Los propietarios de Liverpool, Fenway Sports Group (FSG), han dado un paso que sacude el mapa del fútbol europeo: han vendido una participación minoritaria del club a un consorcio que incluye al multimillonario estadounidense y fundador de Amazon, Jeff Bezos.

No es un simple movimiento financiero. Es la entrada formal de uno de los hombres más ricos del planeta en el mundo del deporte.

Bezos entra en juego

El acuerdo, anunciado este viernes tras negociaciones que salieron a la luz en julio, supone la primera incursión de Bezos en el deporte profesional después de años de rumores y contactos con franquicias norteamericanas.

El tamaño exacto del paquete no se ha hecho público, pero fuentes con conocimiento directo de la operación lo sitúan en torno al 30 por ciento, hasta un tercio del club. Es una porción muy relevante… sin llegar a tocar el mando.

La vía de acceso de Bezos es el fondo K5 Sports. Sin embargo, el rostro principal de la operación es otro: Amit Bhatia, ex copropietario de Queens Park Rangers, que ha liderado y gestionado el consorcio 1892 Holdings. A su lado aparece la oficina familiar de Eduardo Saverin, cofundador de Facebook, y su esposa Elaine.

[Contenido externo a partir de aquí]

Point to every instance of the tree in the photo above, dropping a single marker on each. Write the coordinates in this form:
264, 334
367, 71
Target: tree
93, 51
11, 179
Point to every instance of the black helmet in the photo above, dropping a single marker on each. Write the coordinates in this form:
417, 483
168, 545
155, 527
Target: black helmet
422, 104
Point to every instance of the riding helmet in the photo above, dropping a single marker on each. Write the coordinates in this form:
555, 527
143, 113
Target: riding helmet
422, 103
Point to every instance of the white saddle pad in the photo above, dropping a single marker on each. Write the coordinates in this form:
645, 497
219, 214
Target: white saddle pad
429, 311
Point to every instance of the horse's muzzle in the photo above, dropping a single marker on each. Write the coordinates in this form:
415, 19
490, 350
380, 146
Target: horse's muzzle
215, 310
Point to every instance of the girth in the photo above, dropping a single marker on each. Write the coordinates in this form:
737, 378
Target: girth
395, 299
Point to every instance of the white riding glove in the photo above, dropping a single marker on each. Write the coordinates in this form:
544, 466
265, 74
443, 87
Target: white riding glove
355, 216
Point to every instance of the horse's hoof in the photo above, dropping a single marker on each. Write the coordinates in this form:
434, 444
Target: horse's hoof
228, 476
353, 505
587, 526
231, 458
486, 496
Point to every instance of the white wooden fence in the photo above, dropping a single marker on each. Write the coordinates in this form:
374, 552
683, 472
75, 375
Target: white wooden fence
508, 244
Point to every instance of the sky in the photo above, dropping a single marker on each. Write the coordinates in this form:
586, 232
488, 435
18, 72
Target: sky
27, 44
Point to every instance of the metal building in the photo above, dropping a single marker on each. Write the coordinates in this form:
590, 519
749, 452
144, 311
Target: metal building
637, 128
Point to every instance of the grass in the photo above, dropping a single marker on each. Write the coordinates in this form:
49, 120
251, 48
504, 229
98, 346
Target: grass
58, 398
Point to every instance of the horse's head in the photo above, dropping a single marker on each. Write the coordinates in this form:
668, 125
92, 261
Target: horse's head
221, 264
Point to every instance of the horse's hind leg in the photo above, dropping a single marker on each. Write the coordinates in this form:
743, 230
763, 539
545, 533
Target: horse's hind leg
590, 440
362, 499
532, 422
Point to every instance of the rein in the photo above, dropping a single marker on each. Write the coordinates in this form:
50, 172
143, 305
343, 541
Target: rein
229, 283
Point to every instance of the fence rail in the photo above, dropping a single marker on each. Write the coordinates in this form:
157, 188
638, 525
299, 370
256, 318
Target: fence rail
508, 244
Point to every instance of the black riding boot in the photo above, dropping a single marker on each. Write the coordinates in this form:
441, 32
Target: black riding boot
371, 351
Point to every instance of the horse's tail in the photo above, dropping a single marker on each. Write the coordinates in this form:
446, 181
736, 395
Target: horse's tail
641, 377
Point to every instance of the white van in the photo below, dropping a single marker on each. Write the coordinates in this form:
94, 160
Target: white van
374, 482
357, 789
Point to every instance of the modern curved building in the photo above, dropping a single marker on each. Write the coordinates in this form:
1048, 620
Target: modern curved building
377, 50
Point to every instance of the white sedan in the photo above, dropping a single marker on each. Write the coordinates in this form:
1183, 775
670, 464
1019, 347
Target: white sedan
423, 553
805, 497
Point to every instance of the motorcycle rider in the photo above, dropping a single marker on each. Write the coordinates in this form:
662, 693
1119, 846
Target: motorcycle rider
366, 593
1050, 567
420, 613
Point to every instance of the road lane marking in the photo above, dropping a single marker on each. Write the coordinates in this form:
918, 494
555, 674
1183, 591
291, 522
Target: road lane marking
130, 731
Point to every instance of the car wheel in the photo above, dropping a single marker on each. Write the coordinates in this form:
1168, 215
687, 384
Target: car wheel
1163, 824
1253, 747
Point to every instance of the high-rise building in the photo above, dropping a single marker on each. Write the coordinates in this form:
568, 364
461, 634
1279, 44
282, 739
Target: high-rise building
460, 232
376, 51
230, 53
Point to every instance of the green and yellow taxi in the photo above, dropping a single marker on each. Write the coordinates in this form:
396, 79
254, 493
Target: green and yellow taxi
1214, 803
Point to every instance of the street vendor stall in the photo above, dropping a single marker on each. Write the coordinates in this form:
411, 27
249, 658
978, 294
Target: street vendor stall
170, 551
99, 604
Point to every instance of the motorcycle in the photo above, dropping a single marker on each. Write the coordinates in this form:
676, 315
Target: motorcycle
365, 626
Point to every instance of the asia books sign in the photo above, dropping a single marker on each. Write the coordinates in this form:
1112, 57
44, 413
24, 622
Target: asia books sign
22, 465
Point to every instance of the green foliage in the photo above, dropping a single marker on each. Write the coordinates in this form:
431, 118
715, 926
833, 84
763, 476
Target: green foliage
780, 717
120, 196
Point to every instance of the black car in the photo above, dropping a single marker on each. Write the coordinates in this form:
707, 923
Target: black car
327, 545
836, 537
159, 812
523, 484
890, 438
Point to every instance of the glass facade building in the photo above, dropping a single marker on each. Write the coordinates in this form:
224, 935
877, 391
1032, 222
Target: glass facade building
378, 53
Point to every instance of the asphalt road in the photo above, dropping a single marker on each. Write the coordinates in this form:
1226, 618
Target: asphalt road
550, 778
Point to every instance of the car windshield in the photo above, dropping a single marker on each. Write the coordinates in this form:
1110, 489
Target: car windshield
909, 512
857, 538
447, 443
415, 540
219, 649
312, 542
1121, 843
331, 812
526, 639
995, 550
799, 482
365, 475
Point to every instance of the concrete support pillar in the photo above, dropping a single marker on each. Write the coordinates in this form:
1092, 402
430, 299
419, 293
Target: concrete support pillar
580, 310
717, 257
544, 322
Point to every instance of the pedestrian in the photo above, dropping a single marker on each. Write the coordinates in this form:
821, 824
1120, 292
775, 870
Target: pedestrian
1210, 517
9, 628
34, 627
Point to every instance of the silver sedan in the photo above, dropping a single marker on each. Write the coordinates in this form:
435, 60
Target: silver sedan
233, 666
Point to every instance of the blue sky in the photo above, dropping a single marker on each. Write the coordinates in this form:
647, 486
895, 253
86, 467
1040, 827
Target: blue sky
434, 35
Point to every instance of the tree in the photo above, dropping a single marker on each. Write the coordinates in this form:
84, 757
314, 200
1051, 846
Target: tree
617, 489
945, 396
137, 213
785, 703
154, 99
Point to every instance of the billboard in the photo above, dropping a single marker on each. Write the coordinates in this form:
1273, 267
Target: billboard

Bhatia asumirá el cargo de vicepresidente del club y se sentará en el consejo de administración junto a Elaine Saverin y Bryan Baum, representante de K5 Sports. Bezos, pese a su peso económico, no tendrá asiento en el consejo, según las mismas fuentes.

Se trata del primer capital externo minoritario que entra en Liverpool desde que Dynasty Equity compró aproximadamente un tres por ciento del club por cerca de 200 millones de dólares en septiembre de 2023.

FSG sigue mandando

El mensaje oficial de FSG es claro: la mayoría no se toca. El comunicado que confirma la venta subraya que el grupo seguirá conservando la propiedad mayoritaria y el control operativo del club. No habrá cambios en la cúpula ejecutiva ni en el día a día de Anfield.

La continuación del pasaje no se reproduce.